During the experiment, the participant observed the presented images with random silhouettes with one eye, while the other eye was patched. The spatial frequency of the zigzag pattern was continually decreased based on the participants’ response (two-alternative forced-choice test, 2AFC) using an adaptive staircase method106 until the figure became apparent. The participants were instructed to respond only if the presented figure was recognized. The maximum time to respond was 10 s. If the participant did not respond within this time, the trial was marked as missed and repeated. Between the stimulus presentations, a luminance-matched gray background was shown for 1.5 s. During the complete experiment, a red fixation cross was shown in the center of the screen. The test finished when the lowest spatial frequency, the so-called limiting spatial frequency, which allows for correct identification of the animals, was determined.

The experiment was performed with BCVA and with artificially degraded visual acuity using plus lenses (+ 1 D, + 2 D)107 and Bangerter occlusion foils of varying opacities (0.6, 0.2)108,109, which are named after a Swiss ophthalmologist who first described them.

To correlate the determined limiting spatial frequencies for the different viewing conditions, the subjective visual acuity was measured for all conditions using the Landolt-C test of the Freiburg Acuity Test (FrACT)110, presented at the same distance on the same monitor.

Statistical analysis

Before statistical analysis, the results of participants who had not completed all tests as well as data points classified as outliers based on their Mahalanobis distance31 (see “Results” above) were excluded from the dataset.
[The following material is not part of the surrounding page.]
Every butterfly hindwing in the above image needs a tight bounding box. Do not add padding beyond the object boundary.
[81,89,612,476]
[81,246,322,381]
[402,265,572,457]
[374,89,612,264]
To assess the effect of the limiting spatial frequency on the variations of the subjective visual acuity measured in logMAR, a linear mixed-effect model fit by restricted maximum likelihood estimates (REML) was used (Eq. 5) utilizing the limiting spatial frequency (α), the type of artificial degradation (β) (plus lens, occlusion foil), and the level of degradation (γ) nested in type (plus lens: 0 D, + 1 D, + 2 D; occlusion foil: 1.0, 0.6, 0.2), as well as their interactions set as fixed effects and the subject (ρ) set as a random effect. For simplicity, BCVA data was replicated for both types of degradation.

$$VA_{logMAR} = \mu + \rho_{i} + \alpha_{j} + \beta_{k} + \gamma_{l\left( k \right)} + \left( {\alpha \beta } \right)_{jk} + \left( {\alpha \gamma } \right)_{jl\left( k \right)} + \epsilon_{ijk}$$
(5)

A simple ordinary least squares regression was used to predict the visual acuity in logMAR from the limiting spatial frequency for both artificially degraded visual acuity conditions, plus lenses and occlusion foils. Bland–Altman analyses were used to compare the visual acuity obtained from linear regression with the subjective visual acuity and to calculate the limits of agreement for the predictions111.

All statistical analyses were carried out using JMP 14.2.0 (SAS Institute Inc., Cary, NC, USA). Supplementary Data S1 contains raw data and analysis results.